While Baptists, Lutherans, and Roman Catholics reported they were allowed to operate in Abkhazia, the GOC reported that it was not. The GOC and government officials alleged that the de facto Abkhaz authorities carried out restoration work on churches historically claimed by the GOC, including the Likhny Monastery, that eliminated Georgian architectural elements.
In South Ossetia, the de facto authorities did not permit services in GOC churches near the ethnic Georgian villages of Nuli, Eredvi, Monasteri, and Gera. In Akhalgori in South Ossetia, local authorities informed Jehovah’s Witnesses they could no longer conduct religious activities and their literature had been placed on the list of “extremist literature.”
Individuals living outside Abkhazia and South Ossetia faced difficulties crossing the administrative boundaries and encountered difficulties visiting the gravesites of family members inside the territories, especially in South Ossetia. Authorities allowed visits on an inconsistent basis, such as on religious holidays.
In November Beka Mindiashvili, head of the PDO Tolerance Center, highlighted several continuing problems involving religious freedom, including unresolved ownership status of many churches confiscated during the Soviet period, an unequal tax regime favoring the GOC, and continuing challenges to separation of church and state in public schools, including proselytism in schools.
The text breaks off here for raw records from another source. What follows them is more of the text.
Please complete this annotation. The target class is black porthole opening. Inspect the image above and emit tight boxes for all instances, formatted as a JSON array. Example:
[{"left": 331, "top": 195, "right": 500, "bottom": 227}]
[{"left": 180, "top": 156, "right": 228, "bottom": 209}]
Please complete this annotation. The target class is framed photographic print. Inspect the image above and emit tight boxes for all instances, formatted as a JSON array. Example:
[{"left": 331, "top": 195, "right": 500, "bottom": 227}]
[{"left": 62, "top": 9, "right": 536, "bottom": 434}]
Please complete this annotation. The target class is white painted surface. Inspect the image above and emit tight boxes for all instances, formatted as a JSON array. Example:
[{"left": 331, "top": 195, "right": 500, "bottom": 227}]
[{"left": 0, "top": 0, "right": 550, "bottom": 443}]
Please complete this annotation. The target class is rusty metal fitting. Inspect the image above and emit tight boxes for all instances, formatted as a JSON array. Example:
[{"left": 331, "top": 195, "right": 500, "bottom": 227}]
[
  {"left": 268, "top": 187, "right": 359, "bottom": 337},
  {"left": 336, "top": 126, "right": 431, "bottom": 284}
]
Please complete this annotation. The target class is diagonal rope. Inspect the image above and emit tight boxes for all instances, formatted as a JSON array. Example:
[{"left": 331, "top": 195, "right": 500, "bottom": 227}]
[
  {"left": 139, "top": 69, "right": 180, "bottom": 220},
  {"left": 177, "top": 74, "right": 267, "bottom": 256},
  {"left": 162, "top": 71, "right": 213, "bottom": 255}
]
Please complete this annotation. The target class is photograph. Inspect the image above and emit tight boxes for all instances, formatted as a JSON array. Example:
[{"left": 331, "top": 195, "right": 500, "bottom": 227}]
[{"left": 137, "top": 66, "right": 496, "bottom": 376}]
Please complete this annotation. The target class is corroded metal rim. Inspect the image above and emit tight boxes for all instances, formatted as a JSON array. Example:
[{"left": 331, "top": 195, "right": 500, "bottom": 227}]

In July the Council of Religions, organized under PDO auspices, made a series of recommendations to government agencies, higher education institutions, and media organizations that included tax code reforms, penitentiary reform to allow space for worship for all inmates, increased cultural sensitivity of teachers and textbooks, a detailed plan to resolve disputed ownership of church properties, increased monitoring of intolerance in the media, and better coverage of religious issues by the public television channel.
High level government recognition of minority religious celebrations continued during the year. On Easter, President Saakashvili recognized the Catholic community for its contributions to the “development of culture, science, and art in our country.” He also recognized the religious contributions of the Armenian community, stating, “The friendship of Georgian and Armenian people has survived centuries and our churches have contributed greatly to the Christian civilization of the world.” In March he recognized Azeri Muslim’s Nowruz Bairam celebration, stating, “I am proud that we are making a unified state, where representatives of all cultures, confessions, and ethnicity feel themselves as equal children of the country.”
On October 5, newly elected Prime Minister Bidzina Ivanishvili joined the Jewish community in celebrating Shabbat and noted the importance of tolerance in the country’s multicultural society, stating, “I am committed to making Georgia a place where all Georgians, regardless of their faith, are treated equally and with respect.” He also joined Tbilisi’s Jewish community for several Hanukkah celebrations.